Tuesday, February 19, 2008

The Blonde

When someone mentions the quintessential blonde bombshell, thoughts immediately gravitate towards Marilyn Monroe, however, there were others who preceded her and were in their own time a cultural phenomenon. Notably among these are Jean Harlow and Mae West but in contrast to Monroe, neither was ever really depicted as being vacuous. Quite to the contrary, they were smart women who epitomized a sexual freedom that many who lived in the prison of moderation only yearned for. It was not until the early 1950s that the blonde suddenly was being born with some prenatal deformity that excluded her from having a brain. Before Monroe, there was Judy Holliday in Born Yesterday, but at least in her case, her character was attempting to attain some degree of intellect and culture. Monroe was somewhat of a cruel experiment in which a movie star was built from the ground up without any sense of self-worth. It is sad to consider the fact that the sole purpose of her existence was to provoke erections. Even more disturbingly is that Monroe was engineered by the studio system to essentially be a child with all the sexual apparati necessary for male sexual gratification.

As somehow a response to this creature of befuddlement, Hitchcock and many film noir directors shot back with his own trademark blonde, a woman of cunning who was cold on the outside but ardent within. She was the lady of propriety to the outside world but a “lady of the street” in the bedroom. Grace Kelly, Kim Novak, Tippi Hedren, Veronica Lake, they all did their part in creating this entirely new addition to the infamy that Monroe had given to that golden mop. Gone were the days of Shirley Temple. The blonde was now either the secretly evil and conspiring seductress, or the Eve too ignorant to have any comprehension of either good or evil. The stereotype had taken up permanent residence in our American culture. The benevolent all-around happy, well-adjusted blonde had no median to take refuge in.

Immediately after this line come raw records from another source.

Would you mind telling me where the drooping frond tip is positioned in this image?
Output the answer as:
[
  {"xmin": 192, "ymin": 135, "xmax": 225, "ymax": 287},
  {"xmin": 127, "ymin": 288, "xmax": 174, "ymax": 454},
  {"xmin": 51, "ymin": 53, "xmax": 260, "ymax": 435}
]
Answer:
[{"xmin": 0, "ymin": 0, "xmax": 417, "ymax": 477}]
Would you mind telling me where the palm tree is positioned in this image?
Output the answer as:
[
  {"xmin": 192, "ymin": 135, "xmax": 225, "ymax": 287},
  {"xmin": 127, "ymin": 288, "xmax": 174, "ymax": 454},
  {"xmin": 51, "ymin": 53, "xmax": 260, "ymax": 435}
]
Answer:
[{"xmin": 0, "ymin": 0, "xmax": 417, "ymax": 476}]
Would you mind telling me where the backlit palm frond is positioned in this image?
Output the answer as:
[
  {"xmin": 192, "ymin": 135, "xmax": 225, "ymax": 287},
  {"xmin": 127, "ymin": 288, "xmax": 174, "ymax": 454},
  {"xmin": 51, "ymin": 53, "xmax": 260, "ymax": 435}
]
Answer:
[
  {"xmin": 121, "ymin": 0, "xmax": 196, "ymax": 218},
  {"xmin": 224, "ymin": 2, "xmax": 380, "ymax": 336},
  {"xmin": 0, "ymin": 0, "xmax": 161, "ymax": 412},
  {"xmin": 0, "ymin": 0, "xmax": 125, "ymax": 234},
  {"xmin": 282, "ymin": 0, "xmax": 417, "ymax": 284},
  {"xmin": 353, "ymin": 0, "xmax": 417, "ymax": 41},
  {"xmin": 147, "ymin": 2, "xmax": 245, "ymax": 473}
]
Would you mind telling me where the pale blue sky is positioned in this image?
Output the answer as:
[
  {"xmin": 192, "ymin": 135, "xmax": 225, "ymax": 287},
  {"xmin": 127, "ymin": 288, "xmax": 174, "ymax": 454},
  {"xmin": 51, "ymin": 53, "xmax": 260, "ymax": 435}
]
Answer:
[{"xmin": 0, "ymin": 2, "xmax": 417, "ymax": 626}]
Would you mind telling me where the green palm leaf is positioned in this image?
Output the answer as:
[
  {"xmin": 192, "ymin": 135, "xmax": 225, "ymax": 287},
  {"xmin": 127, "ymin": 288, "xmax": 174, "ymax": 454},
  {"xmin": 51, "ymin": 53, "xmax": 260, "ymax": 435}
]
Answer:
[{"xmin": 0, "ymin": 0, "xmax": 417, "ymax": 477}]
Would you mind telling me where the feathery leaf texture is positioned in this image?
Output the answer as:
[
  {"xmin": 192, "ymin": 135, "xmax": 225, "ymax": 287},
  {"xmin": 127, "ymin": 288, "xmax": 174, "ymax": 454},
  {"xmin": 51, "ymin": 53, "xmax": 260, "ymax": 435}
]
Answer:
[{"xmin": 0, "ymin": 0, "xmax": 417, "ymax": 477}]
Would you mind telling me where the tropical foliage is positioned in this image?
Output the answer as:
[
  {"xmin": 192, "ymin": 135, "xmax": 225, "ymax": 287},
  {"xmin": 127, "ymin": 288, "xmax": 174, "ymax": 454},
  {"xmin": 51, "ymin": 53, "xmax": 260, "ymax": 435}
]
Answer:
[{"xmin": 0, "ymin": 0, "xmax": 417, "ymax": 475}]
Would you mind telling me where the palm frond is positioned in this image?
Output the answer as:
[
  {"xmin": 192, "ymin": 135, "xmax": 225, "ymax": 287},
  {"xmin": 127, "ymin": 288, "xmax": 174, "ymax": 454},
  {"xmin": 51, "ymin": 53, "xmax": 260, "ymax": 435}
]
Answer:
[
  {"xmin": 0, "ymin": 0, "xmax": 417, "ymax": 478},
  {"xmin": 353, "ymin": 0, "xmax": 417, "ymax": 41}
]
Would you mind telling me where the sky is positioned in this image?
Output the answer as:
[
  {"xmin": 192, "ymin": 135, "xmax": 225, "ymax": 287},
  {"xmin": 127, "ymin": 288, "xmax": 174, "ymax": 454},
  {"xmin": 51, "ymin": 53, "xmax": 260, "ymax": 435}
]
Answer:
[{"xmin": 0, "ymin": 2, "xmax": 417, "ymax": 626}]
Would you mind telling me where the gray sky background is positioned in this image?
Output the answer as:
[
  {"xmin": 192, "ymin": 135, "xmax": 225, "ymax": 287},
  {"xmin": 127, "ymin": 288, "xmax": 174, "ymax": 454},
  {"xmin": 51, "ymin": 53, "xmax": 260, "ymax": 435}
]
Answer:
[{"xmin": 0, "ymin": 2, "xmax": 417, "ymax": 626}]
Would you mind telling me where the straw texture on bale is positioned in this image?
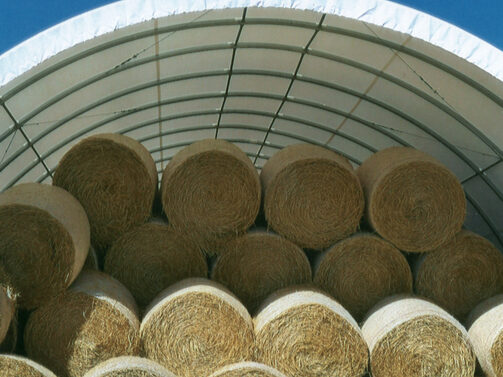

Sadly, the mass media has not pulled back from this image for blondes. Even sadder, women yearn to change their natural hair color to fulfill this fabricated role, as if it is license for them to engage in activities that darker hair does not permit. As if sexual inventiveness and freedom is exclusive to that bright and shining yellow. If our fascination with a yellow-orange hunk of gas has not dissipated in thousands of year, there is little chance for the blonde to return back to earth among the mortals.